|HERBERT OLIVER SPELLER,|
|H. A. RIOS, JR., Warden,|
Mr. Speller is incarcerated at the United States Bureau of Prisons facility in Florence, Colorado. After a hearing, he was found guilty of assaulting another inmate and sanctioned with the loss of 27 days of good time credit. Speller filed a habeas petition seeking to expunge the disciplinary conviction from his record and to restore the lost good time credits. He asserted that the disciplinary proceedings violated his due process rights because a witness he requested did not testify on his behalf.
After reviewing the merits, the magistrate judge of the district court recommended that the habeas petition be denied. The magistrate judge found that the requested witness was (1) medically unable to testify as he was in a coma-like state at the time of the hearing, and (2) his testimony would have been repetitive in any event. On March 9, 2006, the magistrate judge filed his findings and recommendation with the district court. Speller was advised to file any objections to the report with the district court within ten days. The magistrate judge warned, "Failure to make timely objections may bar de novo review by the district judge of the magistrate judge's proposed findings and recommendations and will result in a waiver of the right to appeal from a judgment of the district court based on the proposed findings and recommendations of the magistrate judge." R. vol. I, doc. 28, at 6.
Speller filed no objections with the district court, which accepted the magistrate judge's findings and recommendation and dismissed the action. Speller filed a notice of appeal on April 17, 2006.

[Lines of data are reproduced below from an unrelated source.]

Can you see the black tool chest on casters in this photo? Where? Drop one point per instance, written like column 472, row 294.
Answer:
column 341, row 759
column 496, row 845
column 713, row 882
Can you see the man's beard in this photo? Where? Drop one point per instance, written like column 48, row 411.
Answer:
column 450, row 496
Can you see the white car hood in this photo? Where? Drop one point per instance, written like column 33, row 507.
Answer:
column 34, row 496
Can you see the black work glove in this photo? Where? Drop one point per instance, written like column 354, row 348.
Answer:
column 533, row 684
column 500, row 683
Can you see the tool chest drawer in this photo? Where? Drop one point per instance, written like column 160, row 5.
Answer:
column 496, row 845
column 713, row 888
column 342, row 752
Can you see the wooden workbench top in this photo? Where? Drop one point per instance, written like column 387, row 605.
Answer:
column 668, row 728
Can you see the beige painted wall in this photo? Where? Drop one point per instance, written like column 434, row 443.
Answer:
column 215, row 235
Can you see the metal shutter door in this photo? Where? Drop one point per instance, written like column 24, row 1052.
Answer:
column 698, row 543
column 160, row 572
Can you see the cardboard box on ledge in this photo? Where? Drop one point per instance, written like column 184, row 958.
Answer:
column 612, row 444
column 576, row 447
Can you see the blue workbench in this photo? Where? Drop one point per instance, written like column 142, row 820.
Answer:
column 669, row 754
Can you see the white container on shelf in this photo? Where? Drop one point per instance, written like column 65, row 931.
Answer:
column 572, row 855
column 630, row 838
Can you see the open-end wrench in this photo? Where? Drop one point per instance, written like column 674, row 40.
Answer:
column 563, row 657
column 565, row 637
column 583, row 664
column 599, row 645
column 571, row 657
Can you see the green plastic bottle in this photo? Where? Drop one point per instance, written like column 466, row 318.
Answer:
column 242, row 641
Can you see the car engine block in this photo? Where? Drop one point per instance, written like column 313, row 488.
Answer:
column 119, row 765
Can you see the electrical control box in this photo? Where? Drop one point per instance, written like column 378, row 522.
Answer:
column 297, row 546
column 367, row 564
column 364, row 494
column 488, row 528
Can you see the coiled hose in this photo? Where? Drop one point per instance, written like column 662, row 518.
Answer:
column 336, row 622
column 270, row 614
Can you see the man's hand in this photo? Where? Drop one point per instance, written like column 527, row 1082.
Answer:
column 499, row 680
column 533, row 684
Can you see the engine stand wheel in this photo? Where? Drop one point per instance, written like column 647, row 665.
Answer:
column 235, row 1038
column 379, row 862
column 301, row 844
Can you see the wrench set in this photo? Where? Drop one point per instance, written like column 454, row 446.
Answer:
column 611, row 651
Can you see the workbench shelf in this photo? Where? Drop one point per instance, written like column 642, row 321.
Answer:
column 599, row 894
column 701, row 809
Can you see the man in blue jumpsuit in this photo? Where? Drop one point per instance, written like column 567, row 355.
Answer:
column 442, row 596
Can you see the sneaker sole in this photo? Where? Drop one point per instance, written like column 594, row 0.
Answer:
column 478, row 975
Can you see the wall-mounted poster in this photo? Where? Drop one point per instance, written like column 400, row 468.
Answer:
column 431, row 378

We apply a "firm waiver rule under which a party who fails to make a timely objection to the magistrate judge's findings and recommendation waives appellate review of both factual and legal questions." Morales-Fernandez v. INS, 418 F.3d 1116, 1119 (10th Cir. 2005). The rule does not apply when (1) a pro se litigant has not been informed of the time period for objecting and the consequence of failing to object, or when (2) the "interests of justice" require review. Id.
Neither of the exceptions to the firm waiver rule apply in this case. As to the first exception, Speller filed no objections with the district court despite the magistrate judge's specific admonition that his appellate rights could be lost.
Moreover, the "interests of justice" exception also does not apply. As the magistrate judge found, Speller had two other witnesses testify on his behalf, neither of whom provided exculpatory evidence. Speller makes no showing that the requested witness would have provided different or even helpful testimony. Moreover, the Supreme Court makes clear that the ability to call witnesses in the prison disciplinary hearing context is not absolute. Wolff v. McDonnell, 418 U.S. 539, 56673 (1974) (noting that the interests in institutional safety and swift punishment of prisoners may sometimes outweigh the need for prisoners to have an unrestricted right to call witnesses). Finally, even if the hearing officer could somehow have arranged for the witness to testify, ample evidence supported Speller's conviction. Gwinn v. Awmiller, 354 F.3d 1211, 1219 (10th Cir. 2004) (Due process requires only "some evidence to support the hearing panel's decision."). Speller essentially admitted his involvement in the assault on two occasions and medical records indicate that he suffered injuries consistent with a physical altercation.
Accordingly, we AFFIRM the district court's order, DENY Speller's motion to proceed in forma pauperis, and DISMISS this action.
Entered for the Court
Timothy M. Tymkovich
*. This order is not binding precedent, except under the doctrines of law of the case, res judicata, and collateral estoppel. The court generally disfavors the citation of orders; nevertheless, an order may be cited under the terms and conditions of 10th Cir. R. 36.3.
2. After examining the briefs and the appellate record, this three-judge panel has determined unanimously that oral argument would not be of material assistance in the determination of this appeal. See Fed. R. App. P. 34(a); 10th Cir. R. 34.1(G). The cause is therefore ordered submitted without oral argument.
1. Although Speller seeks a certificate of appealability, one is not necessary for federal prisoners proceeding under 28 U.S.C. § 2241. McIntosh v. United States Parole Comm'n, 115 F.3d 809, 810 (10th Cir. 1997).
2. Speller additionally renews his motion to proceed in forma pauperis (IFP), which was denied in the district court for failure to file the requisite financial information. For the reasons set out in this opinion, we also reject his IFP motion.